Le micro-Compaq est pourvu d’un logiciel PCVUE dont les fonctions principales sont les suivantes :
— signalisation et acquittement des alarmes,
— animations de synoptiques avec affichage de valeurs, bargraphes, etc.,
— visualisation des variables logiques et analogiques sur pages écran spécialisées,
— affichage des courbes de tendance,
— envoi de commandes et de modifications de consignes aux satellites,
— création et envoi de recettes,
— éditions de journaux de bord et « fil de l'eau »,
— archivage local, ou déporté sur un serveur.
Le secteur
Son équipement comprend :
— un frontal de communication Sofrel type CS100 pour le couplage de La Verne,
— un micro-Compaq 386 25E 25 MHz, 32 bits, 4 MO de RAM,
— un disque dur de 120 MO,
— un coprocesseur mathématique,
— un écran couleur VGA 21,
— une imprimante NEC P7 24 aiguilles, 136 caractères/ligne.
Le logiciel Lerne mis au point par la Compagnie Générale des Eaux pour la gestion des astreintes, des alarmes et de supervision de l'ensemble du secteur est installé dans le micro-Compaq. Il permettra, à terme, d’assurer l’optimisation de l'ensemble des réseaux du secteur.
Secteur de l’Esterel
En matière d’assainissement, il existe deux préoccupations majeures pour la population : les débordements des postes de relèvement (notamment ceux situés en bordure de plage) et le problème des odeurs dégagées par les réseaux et les postes de relèvement.
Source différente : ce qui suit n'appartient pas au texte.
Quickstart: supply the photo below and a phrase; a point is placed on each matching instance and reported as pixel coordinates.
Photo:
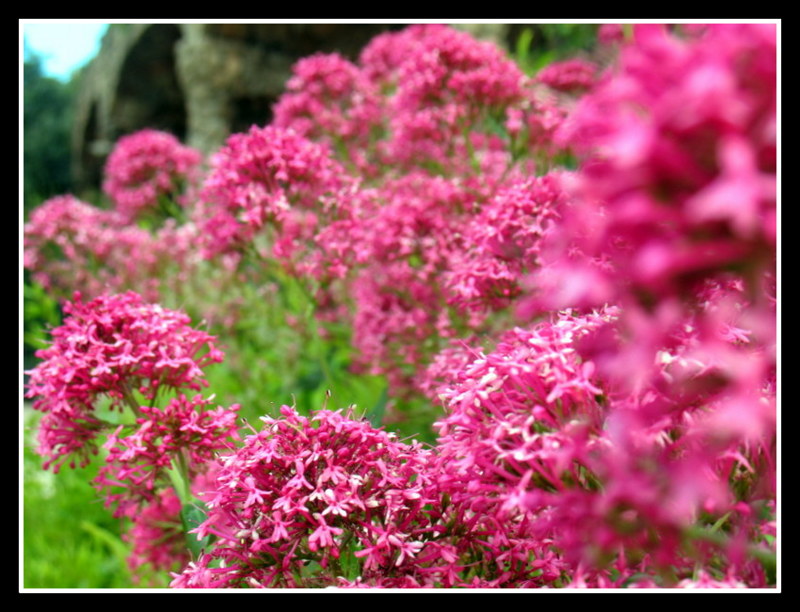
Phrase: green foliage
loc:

La période estivale provoque en effet une surcharge très importante des réseaux d’égout, et c’est à ce moment qu’une panne sur une pompe ou un défaut d’alimentation d’un poste deviennent cruciaux ; c’est aussi la période des gros orages et, donc, des disjonctions du réseau EDF et d’une sollicitation accrue des groupes électrogènes ; tous ces facteurs se conjuguent pour que l’on constate à cette époque des débordements plus fréquents.
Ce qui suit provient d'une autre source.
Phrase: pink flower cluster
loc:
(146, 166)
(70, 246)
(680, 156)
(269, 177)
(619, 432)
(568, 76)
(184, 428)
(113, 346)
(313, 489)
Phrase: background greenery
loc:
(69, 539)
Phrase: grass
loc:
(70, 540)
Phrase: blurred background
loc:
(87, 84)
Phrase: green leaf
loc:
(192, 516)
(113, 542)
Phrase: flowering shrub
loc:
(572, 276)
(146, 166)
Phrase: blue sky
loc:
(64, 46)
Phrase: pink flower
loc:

Le système mis en place pour remédier à cet état de choses est essentiellement basé sur la télésurveillance des postes de relèvement. Les pannes ne pourront évidemment pas être évitées mais la
détection immédiate d’une pompe en défaut, la non-reprise en secours de la tension d’alimentation par le groupe électrogène, ou le niveau anormalement trop haut du poste permettent l’intervention de nos équipes de dépannage avant tout débordement sur la plage. Il serait irréaliste de penser qu’un système informatisé quel qu’il soit permette d’éviter tous les problèmes liés aux écoulements des eaux usées ; toutefois, il est possible d’envisager de diminuer la production d’hydrogène sulfuré ou de méthane dans les réseaux d’égout en accélérant le transit des eaux usées entre les branchements aux réseaux et la station d’épuration. L’optimisation du régime de pompage en fonction du débit, du nombre de pompes et de leur débit nominal sera étudiée au niveau de chaque point sensible.
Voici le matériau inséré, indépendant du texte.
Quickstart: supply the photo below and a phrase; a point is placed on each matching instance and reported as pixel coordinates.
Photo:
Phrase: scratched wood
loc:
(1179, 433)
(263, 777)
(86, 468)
La deuxième installation mise en place, qui concerne la gestion informatisée de 32 ouvrages d’assainissement pour le compte du SIVOM de Fréjus - Saint-Raphaël, fut réalisée dans le même esprit avec une architecture conforme au schéma de la figure 7 et un organigramme de réalisation des travaux calqué sur la première réalisation, laquelle avait donné entière satisfaction (figure 8).
Les postes de relèvement
Les postes de relèvement sont pourvus d’un automate programmable (figure 9) industriel, ou d’un télétransmetteur qui assure, à l’échelon le plus bas, l’automatisme qui permet la vidange du poste. Ils transmettent les informations au secteur (figure 10) dont il dépend. Une panne sur la liaison poste/secteur n’aura aucun effet sur le fonctionnement car l’automatisme « tout ou rien » est assuré par l’automate de manière indépendante à tout ordre extérieur ; par contre, les informations sont stockées en mémoire jusqu’au rétablissement de la liaison avec le secteur.
Le matériel
Tous les matériels communs aux satellites tels que frontaux de communication, superviseur, calculateurs sont dimensionnés pour la phase finale (figure 11).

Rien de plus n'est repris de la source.